Grades three through six were wonderful years, nestled in the rolling hills of the Town of Charlotte, Village of Sinclairville. Summers were filled with sleep outs in pup tents, playing army with toy guns, ramming around town on our banana seat bikes, and raiding neighbor’s gardens. Rows of carrots and onions would mysteriously disappear. Winters were spent sledding East Avenue hill, building snow forts, and playing hockey on the local farm pond with shovels for sticks and figure skates, shoveled clear of snow. We were all too poor to buy hockey skates, sticks, and pucks. No matter, in our minds we were winning the Stanley Cup at least once a week.

My friends, Tommy and Kevin, became masters of building tree forts. Tommy’s dad was the local undertaker in town, proprietor of Jordan’s Funeral Home. On his huge property was a piece of woods, his mother’s garden, dirt piles for us to jump on our bikes, and long driveways to race our skateboards. We scoured the neighborhood to come up with lumber and nails. A refuse door was a golden ticket. It would rest on two boards nailed between two trees, making the perfect platform for fighting off imaginary advancing enemy soldiers.

Oh, we loved to play soldiers. On rainy days we’d play indoors with little green men. Americans always won, exactly as reported by reports from Viet Nam on the CBS evening news with Walter Cronkite. Two of Sinclairville’s sons were sacrificed for our nation’s freedom. Walter and Peter. Two, out of a village of a couple of hundred. Over fifty years later and multiple visits to the Wall, just the thought of these two deaths cause my heart to break.

Walter was a helicopter pilot, Peter was an army infantryman, or so the grapevine reported. Peter’s younger brother was in special Ed class and loved to play around with us kids. We always made a place for him. The effects of Walter and Peter’s deaths weighed heavily on us. Ripples and whispers flowed though church pews and over back picket fences. Pain and grief were palpable, even though we kids had no idea how to respond.

Tommy, Kevin, and I would often lay in wait for Tommy’s dad to return from a call. His black Cadillac hearse would drive up the street and we’d scramble to take our places concealed in the hedges. We parted the bushes just enough to peek out and see his father pull the bagged corpse on the stretcher from the hearse and wheel it into the back door of the funeral parlor. Maybe, we hoped, we’d see an arm flop off the side. One summer day, we planned an ambush. Six pallbearers solemnly carried a casket out the front door, led by a somber preacher. We three suddenly stood up and raked the bereaved family, pallbearers, and corpse with our toy machine guns. Mrs. Nickerson, the family’s hired doorkeeper grabbed us by the nape of the neck and promptly removed us from the premises. Dinner that evening was eaten in shame and silence.

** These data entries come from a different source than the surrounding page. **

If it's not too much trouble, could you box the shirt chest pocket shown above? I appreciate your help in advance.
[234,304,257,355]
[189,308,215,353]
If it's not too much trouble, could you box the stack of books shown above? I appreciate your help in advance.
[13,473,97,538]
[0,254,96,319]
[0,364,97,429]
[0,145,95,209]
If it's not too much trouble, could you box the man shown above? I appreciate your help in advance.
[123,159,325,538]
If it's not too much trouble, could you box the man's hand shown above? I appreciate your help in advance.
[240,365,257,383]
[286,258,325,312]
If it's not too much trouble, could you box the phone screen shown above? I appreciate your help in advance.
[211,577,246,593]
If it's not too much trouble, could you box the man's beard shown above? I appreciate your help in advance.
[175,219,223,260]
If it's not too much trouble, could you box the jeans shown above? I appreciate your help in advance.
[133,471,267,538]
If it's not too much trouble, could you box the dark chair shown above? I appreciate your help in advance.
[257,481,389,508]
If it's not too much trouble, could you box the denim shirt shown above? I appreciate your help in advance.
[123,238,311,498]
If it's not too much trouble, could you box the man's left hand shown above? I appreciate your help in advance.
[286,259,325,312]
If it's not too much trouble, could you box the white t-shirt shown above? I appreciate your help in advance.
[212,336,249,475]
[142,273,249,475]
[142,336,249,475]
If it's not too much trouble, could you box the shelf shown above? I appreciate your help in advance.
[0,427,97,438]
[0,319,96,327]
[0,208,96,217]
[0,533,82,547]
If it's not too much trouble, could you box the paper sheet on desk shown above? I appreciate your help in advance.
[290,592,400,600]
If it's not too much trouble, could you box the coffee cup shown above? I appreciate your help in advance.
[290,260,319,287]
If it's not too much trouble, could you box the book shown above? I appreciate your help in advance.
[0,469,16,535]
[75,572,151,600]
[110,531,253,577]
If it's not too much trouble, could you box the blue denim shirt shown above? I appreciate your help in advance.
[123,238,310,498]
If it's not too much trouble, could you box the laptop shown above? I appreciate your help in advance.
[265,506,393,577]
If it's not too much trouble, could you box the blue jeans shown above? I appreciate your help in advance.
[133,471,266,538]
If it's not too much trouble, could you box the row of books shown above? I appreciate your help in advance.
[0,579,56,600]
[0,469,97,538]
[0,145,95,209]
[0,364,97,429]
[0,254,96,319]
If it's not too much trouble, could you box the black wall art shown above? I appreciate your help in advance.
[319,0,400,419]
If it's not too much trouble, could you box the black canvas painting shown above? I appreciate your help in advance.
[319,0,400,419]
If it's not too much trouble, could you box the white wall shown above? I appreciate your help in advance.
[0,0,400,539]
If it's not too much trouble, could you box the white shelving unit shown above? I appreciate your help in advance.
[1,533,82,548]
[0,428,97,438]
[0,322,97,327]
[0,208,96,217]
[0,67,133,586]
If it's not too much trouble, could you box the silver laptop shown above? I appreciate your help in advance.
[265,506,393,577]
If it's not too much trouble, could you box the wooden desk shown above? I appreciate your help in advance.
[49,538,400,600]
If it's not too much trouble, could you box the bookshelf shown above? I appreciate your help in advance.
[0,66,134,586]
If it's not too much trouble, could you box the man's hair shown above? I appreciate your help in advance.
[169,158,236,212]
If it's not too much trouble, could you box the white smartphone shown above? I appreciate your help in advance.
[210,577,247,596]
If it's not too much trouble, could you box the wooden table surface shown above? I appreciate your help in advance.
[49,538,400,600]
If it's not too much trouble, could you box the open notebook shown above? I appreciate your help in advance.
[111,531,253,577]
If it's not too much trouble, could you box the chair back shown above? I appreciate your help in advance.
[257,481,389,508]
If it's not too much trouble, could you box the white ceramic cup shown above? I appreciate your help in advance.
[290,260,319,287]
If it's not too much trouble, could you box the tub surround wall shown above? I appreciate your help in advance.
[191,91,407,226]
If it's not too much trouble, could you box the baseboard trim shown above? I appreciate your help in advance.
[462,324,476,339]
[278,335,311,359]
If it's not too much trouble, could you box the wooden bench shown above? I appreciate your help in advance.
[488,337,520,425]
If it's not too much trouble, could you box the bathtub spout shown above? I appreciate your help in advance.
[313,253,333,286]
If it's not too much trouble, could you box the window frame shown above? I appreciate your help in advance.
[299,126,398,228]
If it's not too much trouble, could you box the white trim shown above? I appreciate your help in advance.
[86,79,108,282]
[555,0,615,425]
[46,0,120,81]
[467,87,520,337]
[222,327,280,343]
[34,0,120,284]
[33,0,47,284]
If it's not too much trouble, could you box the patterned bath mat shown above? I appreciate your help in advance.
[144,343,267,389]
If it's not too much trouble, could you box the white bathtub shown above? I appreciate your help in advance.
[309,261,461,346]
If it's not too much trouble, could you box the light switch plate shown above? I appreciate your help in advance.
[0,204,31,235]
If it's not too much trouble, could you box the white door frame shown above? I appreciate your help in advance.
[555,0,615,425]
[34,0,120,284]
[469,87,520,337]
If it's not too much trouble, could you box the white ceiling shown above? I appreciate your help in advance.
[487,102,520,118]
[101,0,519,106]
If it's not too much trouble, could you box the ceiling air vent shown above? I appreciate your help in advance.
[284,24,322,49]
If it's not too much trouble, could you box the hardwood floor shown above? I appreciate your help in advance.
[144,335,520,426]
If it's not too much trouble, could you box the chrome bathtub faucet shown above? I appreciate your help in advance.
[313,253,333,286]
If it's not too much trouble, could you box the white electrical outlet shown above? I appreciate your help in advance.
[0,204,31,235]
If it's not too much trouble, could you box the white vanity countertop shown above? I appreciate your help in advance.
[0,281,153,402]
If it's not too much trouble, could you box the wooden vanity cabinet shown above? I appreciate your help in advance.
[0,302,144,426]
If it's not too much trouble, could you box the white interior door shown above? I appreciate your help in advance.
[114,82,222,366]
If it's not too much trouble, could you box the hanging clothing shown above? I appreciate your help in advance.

My third grade teacher, Mrs. Thompson, was a wonderful teacher and member of Dad’s congregation. She was married to a hard-working dairy farmer. Our bus driver, Ken Scott, bus 59, was also a dairy farmer. His callous hand laid out punishment to anyone who disrupted the silence or respectability of his bus.

When hunting season opened in November, senior high kids would carry their loaded shot guns to the bus stop. Because, well. You never knew when you’d see a twelve-point buck. The chamber would be emptied and the gun handed over to Ken for safe keeping until getting off the afternoon bus run. Not certain of the success of this innocent strategy, but it certainly reflected the culture and values of rural, western New York.

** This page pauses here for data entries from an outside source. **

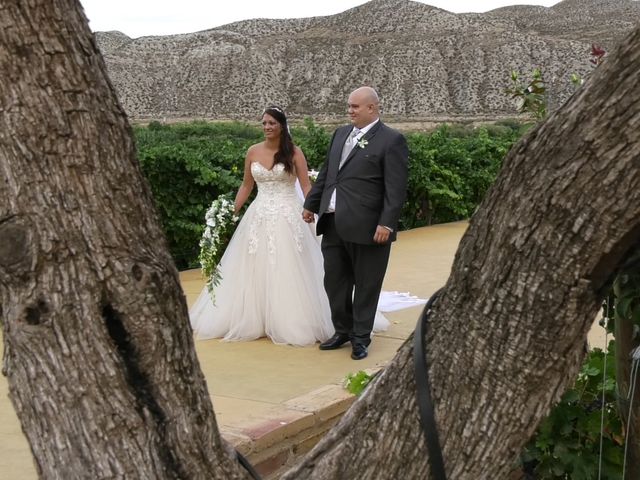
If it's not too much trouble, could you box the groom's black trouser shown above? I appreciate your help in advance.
[322,214,391,345]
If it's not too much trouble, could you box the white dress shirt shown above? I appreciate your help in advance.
[327,118,380,213]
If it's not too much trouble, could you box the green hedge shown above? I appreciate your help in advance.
[134,119,526,269]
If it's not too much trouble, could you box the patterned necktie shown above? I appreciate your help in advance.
[338,127,360,169]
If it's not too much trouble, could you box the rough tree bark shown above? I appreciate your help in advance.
[282,25,640,480]
[0,0,242,479]
[0,0,640,480]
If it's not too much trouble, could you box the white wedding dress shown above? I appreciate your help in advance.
[189,162,389,345]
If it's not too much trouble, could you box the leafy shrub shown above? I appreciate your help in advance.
[401,125,524,229]
[521,341,623,480]
[134,119,523,269]
[134,122,262,268]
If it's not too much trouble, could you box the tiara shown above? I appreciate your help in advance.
[262,107,284,115]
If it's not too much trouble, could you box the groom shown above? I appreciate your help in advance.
[302,87,408,360]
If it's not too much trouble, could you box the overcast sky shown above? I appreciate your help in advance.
[80,0,558,38]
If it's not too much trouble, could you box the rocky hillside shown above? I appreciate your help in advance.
[96,0,640,121]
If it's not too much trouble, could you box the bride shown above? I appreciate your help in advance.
[189,106,388,345]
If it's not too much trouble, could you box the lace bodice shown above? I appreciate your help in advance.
[249,162,306,262]
[251,162,296,201]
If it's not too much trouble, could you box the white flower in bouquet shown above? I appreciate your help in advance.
[198,194,239,302]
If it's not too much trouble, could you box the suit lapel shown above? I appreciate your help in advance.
[338,120,382,171]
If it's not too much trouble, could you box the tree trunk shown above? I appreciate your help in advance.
[0,0,242,479]
[0,0,640,480]
[283,30,640,480]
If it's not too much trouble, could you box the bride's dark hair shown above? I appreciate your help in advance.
[262,105,294,173]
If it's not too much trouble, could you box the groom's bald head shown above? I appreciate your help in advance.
[348,87,380,128]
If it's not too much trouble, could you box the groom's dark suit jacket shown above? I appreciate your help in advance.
[304,121,408,244]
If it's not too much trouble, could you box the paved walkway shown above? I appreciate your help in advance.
[0,222,601,480]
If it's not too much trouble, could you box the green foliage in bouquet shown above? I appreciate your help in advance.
[198,194,239,301]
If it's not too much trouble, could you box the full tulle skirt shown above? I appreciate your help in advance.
[190,202,334,345]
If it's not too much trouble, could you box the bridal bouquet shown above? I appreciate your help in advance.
[198,194,240,299]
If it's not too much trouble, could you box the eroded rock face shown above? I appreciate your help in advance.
[96,0,640,120]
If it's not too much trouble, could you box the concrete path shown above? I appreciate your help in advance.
[0,222,602,480]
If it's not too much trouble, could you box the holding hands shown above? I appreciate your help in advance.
[302,208,315,223]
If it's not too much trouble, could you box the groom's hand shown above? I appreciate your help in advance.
[373,225,391,243]
[302,208,315,223]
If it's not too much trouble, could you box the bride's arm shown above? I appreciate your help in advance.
[293,147,311,198]
[234,147,255,215]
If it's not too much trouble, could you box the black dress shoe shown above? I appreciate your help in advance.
[351,343,368,360]
[320,333,351,350]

As I think about it, guns were part of the fabric of the community. Kevin had a beebee gun and a shooting range set up in his basement. My dad had a secret shotgun hidden in the stairwell that we all knew about. My sister’s boyfriend, Larry, had a gun until he shot out a neighbors basement window and his father took it away from him. His dad was a B-24 pilot shot down over the Polesti Oil Fields and held as a POW in a German camp until liberated. He kept a secret German Lugar in his attic, whose mysterious story us kids could only imagine.

The point was never about guns. Values came from the people, neighbors, all dirt poor, working farmers, teachers, undertakers, and bus drivers who genuinely cared for their neighbors. They coached the little league teams and responded to calls as members of the volunteer fire department. They bought ten cent Cokes from Kenny’s barbershop and drank them around the wood stove in front of Peterson’s Agway. We worshiped together, either in the Baptist, Catholic, or Dad’s United Methodist churches. We laughed, loved, and mourned together as neighbors, as friends, as God’s beloved community.

The Beloved Community; where all are loved. All are cared for. All are valued. All supported and supporting each other.

Good information about God’s Kingdom, even for an elementary school kid.